The problem is not the economy. The good games mostly sell record numbers. The problem is the upfront cost of making the games has now exceeded the returns from very good sales. In other words: AAA games are too expensive to produce. An article I was reading earlier had a developer explain that the amount of artist required to do AAA games has greatly increase to about 75% of the budget. Massive opened world games at high resolution are even more expensive. The solution seems to be hidden in innovative tech. An engine that can render unique detailed environments. I think would be a good start.
Yeah, this is basically it. Industry ambition is simply too disproportionate to innovations in technology. That's pretty much it. There are too few companies working on developing tech, and far too many trying to push the boundaries of it. You get bloated, expensive teams working with inefficient tech, basically.
Absolutely right on.
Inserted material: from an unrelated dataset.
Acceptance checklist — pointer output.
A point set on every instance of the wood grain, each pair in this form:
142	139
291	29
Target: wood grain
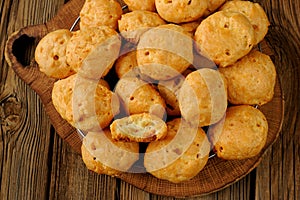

Until the industry figures out how to manage cost more effectively, profits will continue to be out of reach.
I agree. But, I also think that the dwindling economy also plays a significant role as well simply because the costs for developers and publishers have risen as well. While it is true that AAA budgets have increased, part of that increase has to do with the fact that the companies have to pay more for things that didn't cost as much before the recession. So, it's a two-fold impact. They have to have bigger teams, more tech, etc. But, they have more pull on their limited dollar. Add with that the fact that publishers are feeling the squeeze as well and are unwilling to take risks with unknown IP and unwilling to make better deals for developers to make money and you have the current situation. As you have all stated, the solution seems to be more innovative middleware solutions, better management of funds, better publisher support for the industry, and more creative ways to provide incentives for consumers to want to purchase their games.